The rhetoric was ambitious, but the challenges facing Barrios-Paoli, who currently heads the Bloomberg administration's Department for the Aging and has served under three of the last four mayors, are enormous, and have plagued administrations for decades.
Bloomberg made headlines in 2004 when he promised to cut homelessness by two-thirds in five years.
Now, New York's homeless population is higher than ever.
Both de Blasio and Barrios-Paoli denounced current policies and cited the cancellation of the Advantage program in particular. But the details of their plan to change things were left for later.
Certainly, what Barrios-Paoli signifies is a change of tone and a change of emphasis.
“She cares about the poorest New Yorkers,” said Patrick Markee, a senior policy analyst at the Coalition for the Homeless.
Where Bloomberg was often criticized for his aloof and technical approach to the problem, de Blasio and Barrios-Paoli emphasized compassion and concern.
Barrios-Paoli criticized Bloomberg's “punitive” approach, saying it was folly to the poor as if they were to blame for their poverty.
“We need to change that attitude,” she said. “It is incredibly exciting for me to be in administration that really makes that a central tenet, not just something that it would be good to do, but makes it a central, central thing.”

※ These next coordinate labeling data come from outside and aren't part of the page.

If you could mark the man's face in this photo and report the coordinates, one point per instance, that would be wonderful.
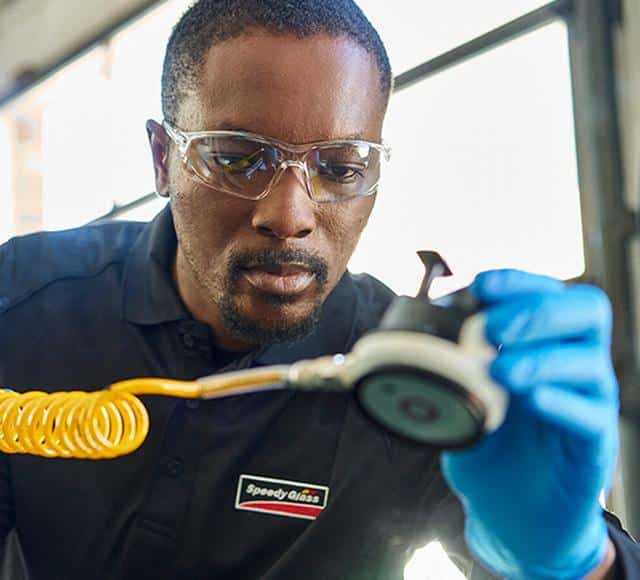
(265, 267)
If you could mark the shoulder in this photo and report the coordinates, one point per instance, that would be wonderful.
(30, 263)
(370, 291)
(372, 298)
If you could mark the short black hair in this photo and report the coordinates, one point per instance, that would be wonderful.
(208, 22)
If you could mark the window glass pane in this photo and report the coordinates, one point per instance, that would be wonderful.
(418, 31)
(6, 197)
(483, 170)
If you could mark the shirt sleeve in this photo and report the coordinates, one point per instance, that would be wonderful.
(627, 550)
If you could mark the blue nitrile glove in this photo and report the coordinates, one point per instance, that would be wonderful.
(530, 490)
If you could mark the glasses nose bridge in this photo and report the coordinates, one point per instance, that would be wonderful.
(285, 164)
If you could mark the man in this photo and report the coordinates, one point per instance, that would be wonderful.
(247, 268)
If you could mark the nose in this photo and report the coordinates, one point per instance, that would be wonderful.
(287, 211)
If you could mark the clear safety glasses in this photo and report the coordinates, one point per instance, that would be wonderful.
(248, 165)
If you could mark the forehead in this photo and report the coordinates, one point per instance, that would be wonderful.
(294, 89)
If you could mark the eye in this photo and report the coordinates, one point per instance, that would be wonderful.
(235, 163)
(341, 172)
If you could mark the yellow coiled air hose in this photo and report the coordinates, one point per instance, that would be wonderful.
(110, 422)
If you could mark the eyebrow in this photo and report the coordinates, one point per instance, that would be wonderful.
(234, 127)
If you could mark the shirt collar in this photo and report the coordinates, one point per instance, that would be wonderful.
(149, 292)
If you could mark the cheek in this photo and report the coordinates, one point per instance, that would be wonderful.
(206, 222)
(344, 224)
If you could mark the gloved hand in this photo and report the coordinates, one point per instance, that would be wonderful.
(530, 490)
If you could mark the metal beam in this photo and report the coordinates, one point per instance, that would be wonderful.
(101, 37)
(492, 39)
(610, 226)
(118, 210)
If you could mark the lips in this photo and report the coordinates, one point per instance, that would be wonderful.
(283, 279)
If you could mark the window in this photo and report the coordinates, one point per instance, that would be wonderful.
(483, 169)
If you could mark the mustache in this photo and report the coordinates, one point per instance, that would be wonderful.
(317, 265)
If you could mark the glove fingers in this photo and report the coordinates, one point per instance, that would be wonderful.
(576, 313)
(589, 418)
(582, 367)
(499, 285)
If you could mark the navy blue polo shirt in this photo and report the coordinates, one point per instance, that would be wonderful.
(272, 485)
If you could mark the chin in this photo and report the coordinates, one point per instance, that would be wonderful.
(273, 323)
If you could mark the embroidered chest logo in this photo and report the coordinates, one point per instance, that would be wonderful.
(281, 497)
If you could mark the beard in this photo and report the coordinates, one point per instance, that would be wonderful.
(259, 331)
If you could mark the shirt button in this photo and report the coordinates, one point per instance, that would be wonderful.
(173, 467)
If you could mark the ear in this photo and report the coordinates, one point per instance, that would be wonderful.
(159, 143)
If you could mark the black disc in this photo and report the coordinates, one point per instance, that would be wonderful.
(422, 406)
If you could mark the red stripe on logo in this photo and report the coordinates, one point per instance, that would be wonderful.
(284, 508)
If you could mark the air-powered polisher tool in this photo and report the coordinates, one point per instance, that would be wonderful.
(423, 372)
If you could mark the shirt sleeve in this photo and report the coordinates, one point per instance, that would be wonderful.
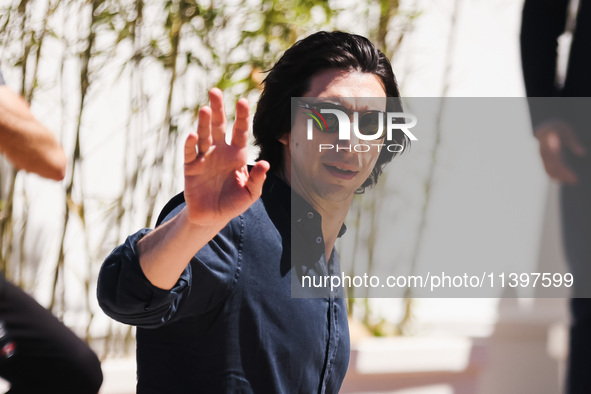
(126, 295)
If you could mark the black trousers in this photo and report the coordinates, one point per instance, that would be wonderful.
(576, 229)
(49, 358)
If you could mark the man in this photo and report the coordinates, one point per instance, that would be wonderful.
(563, 130)
(210, 289)
(43, 355)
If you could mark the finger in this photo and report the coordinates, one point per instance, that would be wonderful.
(572, 142)
(558, 170)
(240, 132)
(204, 130)
(256, 178)
(190, 152)
(218, 115)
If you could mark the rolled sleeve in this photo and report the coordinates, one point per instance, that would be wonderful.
(126, 295)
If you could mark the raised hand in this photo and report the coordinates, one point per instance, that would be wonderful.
(218, 186)
(554, 137)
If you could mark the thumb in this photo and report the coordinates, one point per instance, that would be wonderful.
(572, 142)
(256, 178)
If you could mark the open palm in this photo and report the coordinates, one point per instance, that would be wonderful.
(218, 186)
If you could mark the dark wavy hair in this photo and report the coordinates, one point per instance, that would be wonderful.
(291, 75)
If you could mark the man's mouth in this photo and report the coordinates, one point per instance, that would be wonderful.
(341, 172)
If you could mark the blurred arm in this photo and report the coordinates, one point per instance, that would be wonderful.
(26, 143)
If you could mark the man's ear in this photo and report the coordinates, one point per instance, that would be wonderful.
(284, 139)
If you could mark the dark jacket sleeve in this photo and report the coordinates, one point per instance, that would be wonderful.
(543, 21)
(126, 295)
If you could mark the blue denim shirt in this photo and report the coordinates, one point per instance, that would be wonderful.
(230, 324)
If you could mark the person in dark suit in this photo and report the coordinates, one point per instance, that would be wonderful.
(564, 136)
(38, 353)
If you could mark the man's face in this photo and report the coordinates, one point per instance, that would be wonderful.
(331, 175)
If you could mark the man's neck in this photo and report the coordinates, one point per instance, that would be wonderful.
(333, 216)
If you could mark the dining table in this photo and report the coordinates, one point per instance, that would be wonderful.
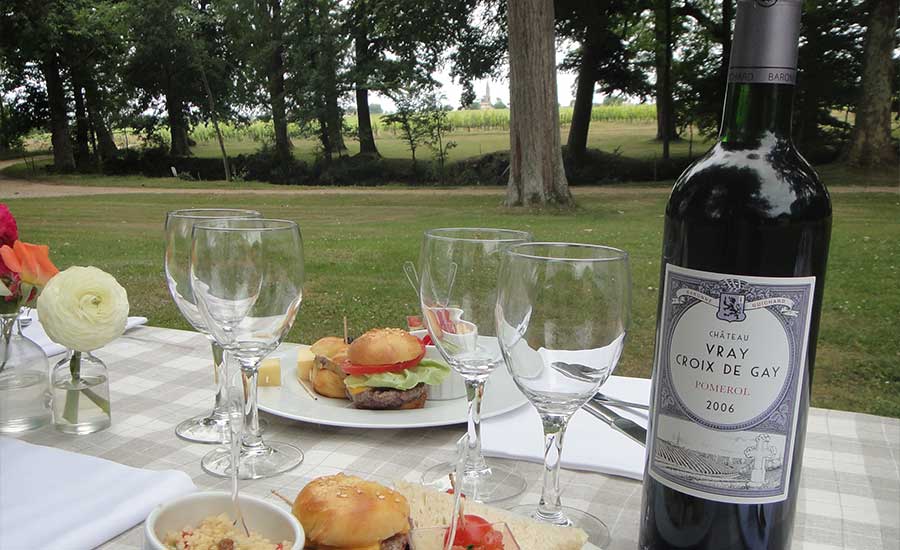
(849, 495)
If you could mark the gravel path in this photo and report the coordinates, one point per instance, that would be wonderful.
(11, 188)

Muzzy Rosenblatt, a former acting commissioner of the Department of Homeless Services who is now executive director of the Bowery Residents Committee, believes this change in emphasis can help Barrios succeed where others have failed.
He said her experience both navigating city bureaucracy and time in the nonprofit world--she worked at The United Way and at Safe Space NYC--gives her a frame of reference that has been lacking in the past.

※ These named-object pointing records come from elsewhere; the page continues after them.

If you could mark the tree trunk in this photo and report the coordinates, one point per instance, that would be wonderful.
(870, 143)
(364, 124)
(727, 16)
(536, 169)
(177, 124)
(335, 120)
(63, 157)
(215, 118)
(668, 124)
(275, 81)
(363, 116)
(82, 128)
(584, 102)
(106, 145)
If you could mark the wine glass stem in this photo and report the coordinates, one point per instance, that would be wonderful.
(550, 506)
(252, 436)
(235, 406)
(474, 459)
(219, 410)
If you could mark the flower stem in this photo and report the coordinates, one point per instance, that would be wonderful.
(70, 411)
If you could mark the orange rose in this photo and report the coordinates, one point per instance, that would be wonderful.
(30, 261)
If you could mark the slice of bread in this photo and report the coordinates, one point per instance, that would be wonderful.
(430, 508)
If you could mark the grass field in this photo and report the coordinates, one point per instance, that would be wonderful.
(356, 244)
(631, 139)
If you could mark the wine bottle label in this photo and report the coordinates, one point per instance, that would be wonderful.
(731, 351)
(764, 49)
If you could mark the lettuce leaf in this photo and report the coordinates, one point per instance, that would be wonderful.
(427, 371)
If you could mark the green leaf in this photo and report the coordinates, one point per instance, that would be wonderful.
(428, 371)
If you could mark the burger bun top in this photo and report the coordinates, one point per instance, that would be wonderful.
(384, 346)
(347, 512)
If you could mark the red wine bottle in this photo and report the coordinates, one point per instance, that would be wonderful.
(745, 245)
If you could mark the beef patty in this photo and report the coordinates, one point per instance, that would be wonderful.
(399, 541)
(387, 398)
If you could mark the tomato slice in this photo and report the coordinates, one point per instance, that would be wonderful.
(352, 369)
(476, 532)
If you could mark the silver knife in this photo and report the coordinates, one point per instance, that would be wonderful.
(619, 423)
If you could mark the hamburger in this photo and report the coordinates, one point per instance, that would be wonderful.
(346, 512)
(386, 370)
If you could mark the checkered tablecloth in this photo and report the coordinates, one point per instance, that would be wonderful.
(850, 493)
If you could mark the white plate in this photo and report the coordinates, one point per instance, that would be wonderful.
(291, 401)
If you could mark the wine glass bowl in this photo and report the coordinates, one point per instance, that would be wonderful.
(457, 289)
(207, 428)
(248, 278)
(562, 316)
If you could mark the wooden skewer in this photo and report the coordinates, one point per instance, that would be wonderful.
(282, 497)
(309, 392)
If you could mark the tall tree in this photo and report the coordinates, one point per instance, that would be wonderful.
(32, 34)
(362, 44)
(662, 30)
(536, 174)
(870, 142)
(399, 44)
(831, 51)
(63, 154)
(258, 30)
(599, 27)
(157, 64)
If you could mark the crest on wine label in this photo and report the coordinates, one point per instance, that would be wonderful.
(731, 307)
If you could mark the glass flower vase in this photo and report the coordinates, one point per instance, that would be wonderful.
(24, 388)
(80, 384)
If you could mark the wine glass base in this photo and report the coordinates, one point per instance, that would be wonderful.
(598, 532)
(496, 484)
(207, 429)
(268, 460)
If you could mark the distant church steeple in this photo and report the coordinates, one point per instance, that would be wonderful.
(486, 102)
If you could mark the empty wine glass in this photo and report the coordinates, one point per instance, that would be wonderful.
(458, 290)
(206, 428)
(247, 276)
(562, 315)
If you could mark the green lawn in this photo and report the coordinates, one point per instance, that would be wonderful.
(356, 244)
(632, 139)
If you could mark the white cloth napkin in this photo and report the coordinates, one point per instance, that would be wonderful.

“I think Lilliam may bring homeless services to the next level by moving beyond how much do we do to how we do it,” Rosenblatt said.

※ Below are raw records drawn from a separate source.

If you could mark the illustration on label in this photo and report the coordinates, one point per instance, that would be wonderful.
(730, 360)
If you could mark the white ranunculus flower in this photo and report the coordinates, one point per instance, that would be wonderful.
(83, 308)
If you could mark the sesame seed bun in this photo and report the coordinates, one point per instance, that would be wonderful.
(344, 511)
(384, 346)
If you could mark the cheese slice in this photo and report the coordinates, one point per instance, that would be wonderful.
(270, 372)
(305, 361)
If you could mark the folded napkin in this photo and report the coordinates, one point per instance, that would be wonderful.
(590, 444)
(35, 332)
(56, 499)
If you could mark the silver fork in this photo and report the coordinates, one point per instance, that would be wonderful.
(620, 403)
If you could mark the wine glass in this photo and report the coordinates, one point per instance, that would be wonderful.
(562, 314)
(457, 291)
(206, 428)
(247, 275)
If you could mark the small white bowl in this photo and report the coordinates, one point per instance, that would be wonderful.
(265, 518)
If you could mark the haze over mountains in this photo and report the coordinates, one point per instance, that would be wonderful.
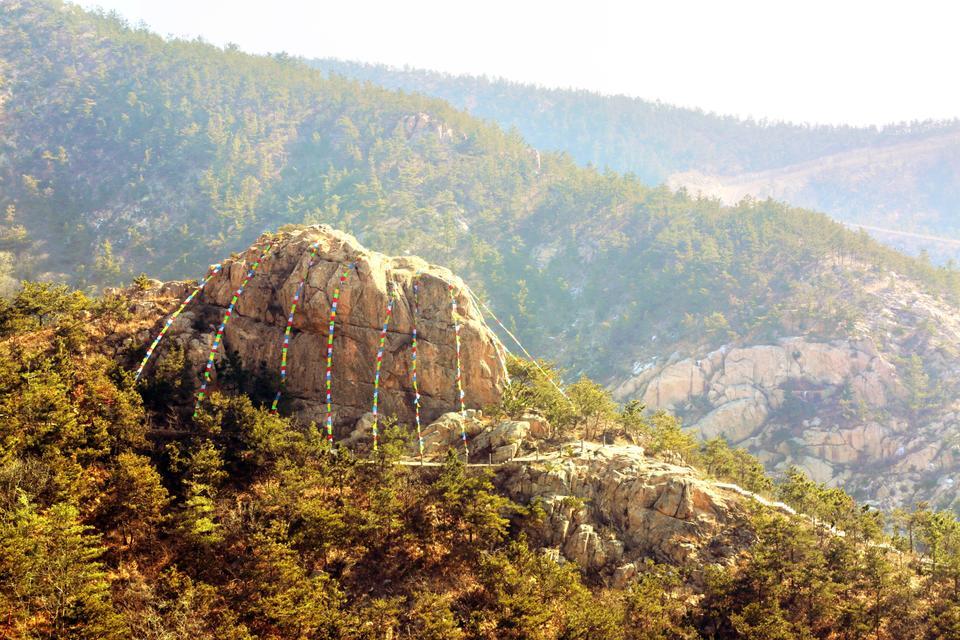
(121, 152)
(323, 438)
(899, 182)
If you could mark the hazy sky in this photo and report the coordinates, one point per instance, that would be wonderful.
(803, 61)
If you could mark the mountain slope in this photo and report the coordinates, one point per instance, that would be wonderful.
(902, 177)
(123, 152)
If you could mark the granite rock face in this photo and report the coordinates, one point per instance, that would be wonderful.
(255, 330)
(613, 506)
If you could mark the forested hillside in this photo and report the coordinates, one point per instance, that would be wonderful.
(899, 178)
(122, 152)
(118, 522)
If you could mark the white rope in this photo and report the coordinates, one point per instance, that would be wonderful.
(479, 303)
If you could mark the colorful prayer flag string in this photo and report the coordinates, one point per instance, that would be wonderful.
(459, 379)
(286, 333)
(376, 377)
(223, 324)
(328, 378)
(413, 362)
(214, 270)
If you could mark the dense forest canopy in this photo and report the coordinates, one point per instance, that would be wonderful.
(650, 139)
(898, 178)
(117, 522)
(123, 152)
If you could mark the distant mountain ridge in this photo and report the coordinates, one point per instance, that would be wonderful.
(122, 152)
(908, 176)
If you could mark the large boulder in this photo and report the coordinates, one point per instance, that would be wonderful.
(255, 331)
(613, 506)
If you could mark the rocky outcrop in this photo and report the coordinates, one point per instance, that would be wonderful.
(853, 412)
(255, 331)
(612, 507)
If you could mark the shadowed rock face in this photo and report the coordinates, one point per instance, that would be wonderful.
(255, 331)
(612, 507)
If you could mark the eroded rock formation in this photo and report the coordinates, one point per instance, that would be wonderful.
(613, 507)
(255, 331)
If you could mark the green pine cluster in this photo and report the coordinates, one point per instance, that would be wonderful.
(117, 521)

It's not enough, Rosenblatt said, to just spend more money or implement programs. Attitude is crucial, he said.
“Rather than an endless pursuit of capacity, there are other ways to meet the need,” Rosenblatt said. “If you pursue quality you get capacity through turnover.”
Known as a straight-shooter with a dry sense of humor, Barrios-Paoli , 67, adds some more diversity to the de Blasio inner circle. Born in Mexico, she graduated from Universidad Iberoamericana in Mexico City in 1971 and received a doctorate in anthropology from the New School in 1978.
She has served in three administrations over four decades. Most recently, Bloomberg tapped her to lead the Department of Aging. She has also led the Department of Housing Preservation and Development, the Department of Employment and its human resources administration.
It was there her reputation for candidness and accountability--on display today as she repeatedly criticized Bloomberg, her current boss--may have caused trouble. She was never wholly supportive of Giuliani's workfare program, and broke ranks by telling reporters that the city had removed the staff of a city shelter for battered women for political reasons. She was removed from her position and named executive director of Lincoln Medical and Mental Health Center in the Bronx.
From there she joined the United Way where she was vice president and chief executive before becoming president and chief executive of Safe Space NYC, a nonprofit that works with children.